Dr. Oveisi: My name is David Oveisi. I'm a second year hematology oncology fellow. I'm here with Dr. Jun Gong from Cedars-Sinai Medical Center. Today, we have a PracticeUpdate in metastatic RCC for the ESMO 2020 virtual meeting. And today we're going to talk about use of biomarkers to drive therapy. Dr. Gong, how are patients with advanced kidney cancer stratified into risk categories?
Dr. Gong: That's a very important and historical question, Dr. Oveisi, as you may know. Historically, we've used two scoring systems to kind of stratify our patients. One of them is the MSKCC, which was piloted and pioneered by Dr. Motzer's group. More recently is the IMDC, or the International Metastatic RCC Database Consortium score, developed by Dr. Heng's group. Here, it's a composite score of different clinical pathologic features and laboratory features of the patient, including the time from diagnosis to treatment, KPS performance status, calcium, hemoglobin, neutrophils and platelets.
And with these factors, you put together a composite score that is intended to be prognostic of survival in the metastatic RCC population. However, equally as importantly, is that these scoring systems, more recently IMDC, have been using clinical trials to help risk stratify the metastatic RCC patients that are enrolled in these experimental trials.
Dr. Oveisi: And how do these risk categories help select initial treatment?
Dr. Gong: Historically, the specific drugs that are investigated in these clinical trials in the risk categories that were investigated helped us select initial treatments. For example, in the CheckMate-214 study, nivolumab and ipilimumab showed benefit over sunitinib in the intermediate and poor risk categories, while in favorable risk, it was more exploratory, and there was even evidence to support that sunitinib was more efficacious than nivolumab and ipilimumab in this setting.
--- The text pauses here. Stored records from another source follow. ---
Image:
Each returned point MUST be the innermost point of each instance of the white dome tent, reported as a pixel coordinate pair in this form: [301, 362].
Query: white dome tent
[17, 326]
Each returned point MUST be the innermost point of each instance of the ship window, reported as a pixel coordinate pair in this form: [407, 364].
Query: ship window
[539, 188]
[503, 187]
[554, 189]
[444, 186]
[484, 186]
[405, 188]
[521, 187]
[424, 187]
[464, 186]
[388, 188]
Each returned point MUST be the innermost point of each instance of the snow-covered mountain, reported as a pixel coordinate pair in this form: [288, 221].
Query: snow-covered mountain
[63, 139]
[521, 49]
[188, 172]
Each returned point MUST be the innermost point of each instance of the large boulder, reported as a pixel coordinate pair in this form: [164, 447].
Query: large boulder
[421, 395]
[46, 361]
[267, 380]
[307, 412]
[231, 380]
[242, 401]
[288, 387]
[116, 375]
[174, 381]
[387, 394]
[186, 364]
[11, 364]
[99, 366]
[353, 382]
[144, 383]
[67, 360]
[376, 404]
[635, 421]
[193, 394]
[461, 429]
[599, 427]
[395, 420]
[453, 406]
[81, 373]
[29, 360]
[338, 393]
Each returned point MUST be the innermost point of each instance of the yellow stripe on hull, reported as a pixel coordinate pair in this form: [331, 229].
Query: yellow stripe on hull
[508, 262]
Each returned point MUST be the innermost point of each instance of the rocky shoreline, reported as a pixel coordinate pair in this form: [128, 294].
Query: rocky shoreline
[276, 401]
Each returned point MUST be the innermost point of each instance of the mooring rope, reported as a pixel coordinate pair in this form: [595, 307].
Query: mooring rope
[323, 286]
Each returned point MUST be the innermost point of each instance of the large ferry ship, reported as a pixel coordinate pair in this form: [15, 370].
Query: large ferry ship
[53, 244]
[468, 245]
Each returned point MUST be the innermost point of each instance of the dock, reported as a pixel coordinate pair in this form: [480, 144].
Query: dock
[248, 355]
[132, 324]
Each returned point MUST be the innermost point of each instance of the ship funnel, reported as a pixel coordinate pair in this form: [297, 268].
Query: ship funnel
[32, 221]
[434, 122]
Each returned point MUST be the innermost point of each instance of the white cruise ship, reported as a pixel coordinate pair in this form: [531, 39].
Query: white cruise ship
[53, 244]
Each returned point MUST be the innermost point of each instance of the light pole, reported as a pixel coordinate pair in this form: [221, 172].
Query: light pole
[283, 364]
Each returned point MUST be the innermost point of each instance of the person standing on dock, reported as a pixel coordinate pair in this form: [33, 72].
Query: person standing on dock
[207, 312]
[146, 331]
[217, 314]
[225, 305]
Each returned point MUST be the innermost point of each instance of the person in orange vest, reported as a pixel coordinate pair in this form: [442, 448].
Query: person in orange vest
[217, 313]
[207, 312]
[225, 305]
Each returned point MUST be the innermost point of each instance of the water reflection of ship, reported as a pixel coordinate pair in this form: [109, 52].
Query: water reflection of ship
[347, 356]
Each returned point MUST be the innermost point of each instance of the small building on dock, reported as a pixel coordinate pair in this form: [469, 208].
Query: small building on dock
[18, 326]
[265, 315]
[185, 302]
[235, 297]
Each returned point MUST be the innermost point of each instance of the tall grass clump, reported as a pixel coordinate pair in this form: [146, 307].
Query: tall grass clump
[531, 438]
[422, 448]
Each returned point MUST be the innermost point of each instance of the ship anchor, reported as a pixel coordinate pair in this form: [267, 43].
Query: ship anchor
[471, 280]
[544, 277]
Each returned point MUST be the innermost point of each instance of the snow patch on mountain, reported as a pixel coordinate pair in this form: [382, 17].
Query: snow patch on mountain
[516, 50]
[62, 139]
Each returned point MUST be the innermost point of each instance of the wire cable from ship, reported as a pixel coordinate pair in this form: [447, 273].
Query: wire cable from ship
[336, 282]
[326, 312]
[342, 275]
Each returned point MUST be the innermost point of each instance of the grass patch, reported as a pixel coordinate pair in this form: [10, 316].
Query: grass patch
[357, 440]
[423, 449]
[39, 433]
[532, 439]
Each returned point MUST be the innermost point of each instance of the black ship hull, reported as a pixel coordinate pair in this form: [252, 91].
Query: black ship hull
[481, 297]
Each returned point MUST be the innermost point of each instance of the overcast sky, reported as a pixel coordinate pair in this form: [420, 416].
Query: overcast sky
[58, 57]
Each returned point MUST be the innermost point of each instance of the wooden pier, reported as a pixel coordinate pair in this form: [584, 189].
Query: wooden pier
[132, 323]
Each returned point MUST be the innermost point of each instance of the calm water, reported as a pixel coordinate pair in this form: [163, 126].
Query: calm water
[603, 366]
However, the other two established combination regimens in the first-line setting in the past two years, those being axitinib and pembrolizumab and avelumab and axitinib, were investigated in all categories--favorable, intermediate and poor--and showed benefit across all three categories compared to standard of care sunitinib.
In a way, you can see that it can be argued that nivolumab and ipilimumab could be tailored for those of intermediate and poor risk, while if you needed a favorable risk in metastatic RCC therapy, the other two combination VEGF-TKI/I-Os could be favored based on the randomized phase 3 data.
Dr. Oveisi: I want to ask you about how we can refine this process because I think some features such as rhabdoid or sarcomatoid features which may respond differently to VEGF-TKIs versus immunotherapy are notably not in IMDC criteria. So, one of the important trials at this conference looks at refining the treatment selection process. How was this study designed?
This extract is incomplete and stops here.